Le génie ne tombe pas directement dans la sphère de la volonté ; c’est une faculté propre à l’individu et véritablement innée ; il n’y a aucun moyen de se donner plus de génie qu’on n’en a, mais il y a des moyens d’utiliser celui qu’on possède, et ces moyens constituent les conditions secondaires des hypothèses sérieuses dans la personne des savants. Nous en indiquerons trois : l’effort qui produit le travail persévérant, l’indépendance de la recherche, et la loyauté de la pensée.

La base indispensable de toute théorie sérieuse est la connaissance des faits que la science a pour but d’expliquer, connaissance qui s’acquiert, soit par l’étude directe et personnelle des phénomènes, soit par l’étude des témoignages qui établissent les faits constatés par d’autres. Il n’est pas impossible qu’un esprit inventif et relativement ignorant, rencontre, un jour, une pensée vraie qui aura échappé à de plus instruits que lui. C’est la conséquence du caractère spontané du génie ; la faculté de découvrir n’est nullement proportionnelle aux acquisitions de la mémoire. Il est cependant infiniment probable que l’esprit le mieux doué pour les découvertes ne produira que des chimères sans une étude patiente et laborieuse des sujets dont il s’occupe. L’hypothèse réclame donc un travail antérieur à sa production qui lui sert de base. Ce n’est pas tout : une fois qu’une hypothèse a été conçue, il faut la suivre dans ses conséquences et les vérifier.
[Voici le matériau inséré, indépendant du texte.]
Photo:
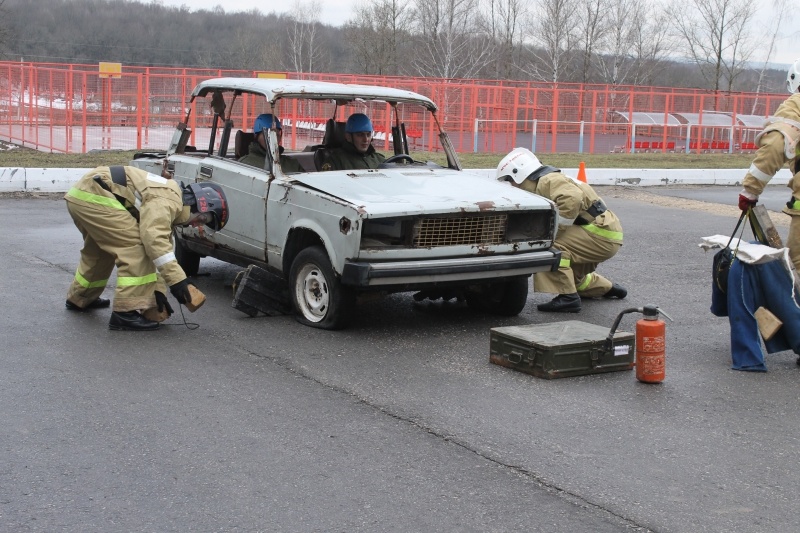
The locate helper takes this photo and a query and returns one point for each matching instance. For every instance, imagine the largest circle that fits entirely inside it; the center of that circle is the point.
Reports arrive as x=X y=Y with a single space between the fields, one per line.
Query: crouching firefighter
x=126 y=216
x=588 y=233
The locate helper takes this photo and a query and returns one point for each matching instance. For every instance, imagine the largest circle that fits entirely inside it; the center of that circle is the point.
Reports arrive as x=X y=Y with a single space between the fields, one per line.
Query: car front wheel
x=319 y=299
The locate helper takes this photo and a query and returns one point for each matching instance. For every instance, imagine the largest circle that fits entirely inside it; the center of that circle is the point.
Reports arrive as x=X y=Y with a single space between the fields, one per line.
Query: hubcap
x=312 y=292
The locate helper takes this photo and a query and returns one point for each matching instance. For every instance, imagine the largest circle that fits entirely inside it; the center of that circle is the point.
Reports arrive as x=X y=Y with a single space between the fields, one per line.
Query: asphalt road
x=399 y=423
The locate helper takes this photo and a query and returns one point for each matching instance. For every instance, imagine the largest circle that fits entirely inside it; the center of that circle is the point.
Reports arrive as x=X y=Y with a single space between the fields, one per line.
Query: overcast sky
x=336 y=12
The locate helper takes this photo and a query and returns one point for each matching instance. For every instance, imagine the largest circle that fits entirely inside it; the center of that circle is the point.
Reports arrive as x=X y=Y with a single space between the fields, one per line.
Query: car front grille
x=453 y=231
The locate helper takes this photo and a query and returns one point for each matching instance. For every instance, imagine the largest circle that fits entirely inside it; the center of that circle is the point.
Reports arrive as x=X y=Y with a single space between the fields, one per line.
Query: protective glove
x=162 y=303
x=180 y=291
x=747 y=200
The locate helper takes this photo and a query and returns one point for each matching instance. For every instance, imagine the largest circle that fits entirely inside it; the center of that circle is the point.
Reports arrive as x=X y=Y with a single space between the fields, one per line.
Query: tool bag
x=723 y=259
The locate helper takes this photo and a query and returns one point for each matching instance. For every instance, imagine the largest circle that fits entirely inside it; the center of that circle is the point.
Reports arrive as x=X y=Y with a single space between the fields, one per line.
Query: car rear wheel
x=319 y=299
x=507 y=298
x=188 y=260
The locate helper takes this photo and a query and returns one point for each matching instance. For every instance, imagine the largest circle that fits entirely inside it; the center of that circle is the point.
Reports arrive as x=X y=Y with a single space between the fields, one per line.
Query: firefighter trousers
x=581 y=253
x=793 y=241
x=111 y=237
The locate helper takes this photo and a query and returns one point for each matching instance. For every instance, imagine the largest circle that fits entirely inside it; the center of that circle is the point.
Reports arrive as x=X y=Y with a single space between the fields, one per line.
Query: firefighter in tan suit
x=588 y=232
x=778 y=144
x=126 y=216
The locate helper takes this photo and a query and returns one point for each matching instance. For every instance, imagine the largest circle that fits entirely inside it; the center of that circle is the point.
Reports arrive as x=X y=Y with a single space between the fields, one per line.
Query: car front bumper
x=466 y=269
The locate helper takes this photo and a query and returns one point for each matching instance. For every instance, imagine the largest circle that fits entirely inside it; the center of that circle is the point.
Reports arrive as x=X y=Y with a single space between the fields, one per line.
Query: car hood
x=395 y=192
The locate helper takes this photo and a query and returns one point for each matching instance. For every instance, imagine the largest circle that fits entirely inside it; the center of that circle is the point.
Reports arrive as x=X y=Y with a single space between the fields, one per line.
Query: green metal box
x=561 y=349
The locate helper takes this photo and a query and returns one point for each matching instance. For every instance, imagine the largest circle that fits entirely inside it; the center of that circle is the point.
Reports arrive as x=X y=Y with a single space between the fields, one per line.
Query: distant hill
x=149 y=34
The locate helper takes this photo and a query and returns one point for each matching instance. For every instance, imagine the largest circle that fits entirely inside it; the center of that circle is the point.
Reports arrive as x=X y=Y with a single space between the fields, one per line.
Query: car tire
x=188 y=260
x=507 y=298
x=318 y=297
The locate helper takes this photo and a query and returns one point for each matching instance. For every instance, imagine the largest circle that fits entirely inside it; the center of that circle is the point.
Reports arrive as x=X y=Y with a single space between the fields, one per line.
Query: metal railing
x=77 y=108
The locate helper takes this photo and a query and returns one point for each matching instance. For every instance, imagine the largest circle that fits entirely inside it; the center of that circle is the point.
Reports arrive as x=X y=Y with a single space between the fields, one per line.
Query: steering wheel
x=398 y=157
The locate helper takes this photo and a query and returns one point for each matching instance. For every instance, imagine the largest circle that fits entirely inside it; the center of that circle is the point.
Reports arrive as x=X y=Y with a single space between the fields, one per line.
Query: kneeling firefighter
x=588 y=233
x=126 y=216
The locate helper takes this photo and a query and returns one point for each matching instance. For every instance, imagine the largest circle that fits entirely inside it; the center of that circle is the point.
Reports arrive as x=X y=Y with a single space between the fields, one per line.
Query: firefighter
x=257 y=152
x=778 y=144
x=357 y=151
x=126 y=216
x=588 y=232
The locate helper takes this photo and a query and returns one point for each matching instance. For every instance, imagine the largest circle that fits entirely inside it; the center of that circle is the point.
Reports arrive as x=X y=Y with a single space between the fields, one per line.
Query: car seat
x=242 y=142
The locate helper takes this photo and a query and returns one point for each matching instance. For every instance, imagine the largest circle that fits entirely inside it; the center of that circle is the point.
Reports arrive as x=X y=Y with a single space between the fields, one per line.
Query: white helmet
x=518 y=165
x=793 y=77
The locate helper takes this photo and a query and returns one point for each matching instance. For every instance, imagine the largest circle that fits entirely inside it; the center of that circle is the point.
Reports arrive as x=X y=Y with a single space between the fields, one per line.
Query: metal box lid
x=560 y=334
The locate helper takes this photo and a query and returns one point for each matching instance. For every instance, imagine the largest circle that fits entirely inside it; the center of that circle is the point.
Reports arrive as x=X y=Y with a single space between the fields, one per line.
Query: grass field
x=27 y=158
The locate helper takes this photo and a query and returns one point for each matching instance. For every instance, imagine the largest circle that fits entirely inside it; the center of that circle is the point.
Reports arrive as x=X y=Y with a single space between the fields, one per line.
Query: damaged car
x=418 y=222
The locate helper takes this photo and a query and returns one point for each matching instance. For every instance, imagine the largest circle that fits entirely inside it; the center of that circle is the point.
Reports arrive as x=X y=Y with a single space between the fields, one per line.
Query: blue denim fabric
x=768 y=285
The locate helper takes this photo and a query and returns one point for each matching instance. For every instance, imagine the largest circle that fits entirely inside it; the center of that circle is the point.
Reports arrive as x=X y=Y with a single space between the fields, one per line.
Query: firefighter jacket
x=156 y=202
x=778 y=144
x=256 y=156
x=577 y=204
x=347 y=157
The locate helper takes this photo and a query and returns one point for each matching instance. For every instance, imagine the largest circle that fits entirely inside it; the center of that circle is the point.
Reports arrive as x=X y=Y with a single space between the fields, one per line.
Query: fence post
x=688 y=138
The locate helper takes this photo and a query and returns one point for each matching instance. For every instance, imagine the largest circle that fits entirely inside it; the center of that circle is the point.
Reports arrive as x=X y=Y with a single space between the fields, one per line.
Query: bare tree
x=652 y=42
x=615 y=60
x=306 y=52
x=450 y=43
x=377 y=35
x=715 y=35
x=553 y=28
x=781 y=10
x=503 y=21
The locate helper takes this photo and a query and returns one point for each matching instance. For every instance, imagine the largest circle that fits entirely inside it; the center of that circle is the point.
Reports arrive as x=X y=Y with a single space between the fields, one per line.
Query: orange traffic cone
x=582 y=172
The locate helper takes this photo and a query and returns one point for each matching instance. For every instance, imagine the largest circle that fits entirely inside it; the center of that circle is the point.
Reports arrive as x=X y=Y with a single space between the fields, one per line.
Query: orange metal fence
x=75 y=108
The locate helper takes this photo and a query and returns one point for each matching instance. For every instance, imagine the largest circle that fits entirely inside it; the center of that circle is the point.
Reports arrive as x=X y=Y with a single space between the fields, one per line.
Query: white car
x=409 y=225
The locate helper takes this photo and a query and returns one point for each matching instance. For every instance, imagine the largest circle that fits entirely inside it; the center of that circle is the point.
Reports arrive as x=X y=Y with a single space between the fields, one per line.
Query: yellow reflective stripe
x=141 y=280
x=86 y=284
x=95 y=199
x=608 y=234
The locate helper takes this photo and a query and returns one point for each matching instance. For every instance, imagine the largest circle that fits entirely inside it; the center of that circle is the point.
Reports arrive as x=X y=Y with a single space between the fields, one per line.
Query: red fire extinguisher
x=651 y=346
x=650 y=343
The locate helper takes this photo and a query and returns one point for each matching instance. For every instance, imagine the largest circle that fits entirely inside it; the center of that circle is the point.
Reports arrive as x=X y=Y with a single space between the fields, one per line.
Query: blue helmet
x=264 y=122
x=357 y=123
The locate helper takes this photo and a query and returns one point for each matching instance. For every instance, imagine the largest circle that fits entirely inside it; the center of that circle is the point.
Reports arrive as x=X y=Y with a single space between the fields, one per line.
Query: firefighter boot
x=131 y=321
x=563 y=303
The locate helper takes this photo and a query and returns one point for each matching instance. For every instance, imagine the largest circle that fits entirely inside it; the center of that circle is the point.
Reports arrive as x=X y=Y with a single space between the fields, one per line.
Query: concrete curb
x=16 y=179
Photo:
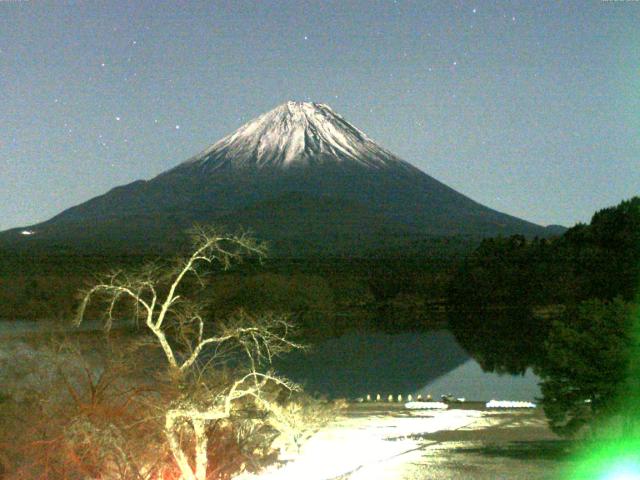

La sixième partie du Discours de la méthode de Descartes, est intitulée : Quelles choses sont requises pour aller plus avant en la recherche de la nature ? Une des choses requises est de se concentrer sur son travail, ce qui exige souvent le sacrifice de bien des ambitions et de bien des vanités. Descartes, sur ce point, a joint l’exemple au conseil. Lorsqu’il termine le Discours de la méthode par ces mots : « Je me tiendrai toujours plus obligé à ceux par la faveur desquels je jouirai sans empêchement de mes loisirs, que je ne le serais à ceux qui m’offriraient les plus honorables emplois de la terre, » il nous indique comment, en s’éloignant du monde et des préoccupations de la vie sociale, il a employé, sans en rien perdre, son prodigieux génie. La part de sa volonté est très-apparente dans son œuvre. Newton offre aussi un bel exemple de consécration entière à la recherche de la vérité scientifique.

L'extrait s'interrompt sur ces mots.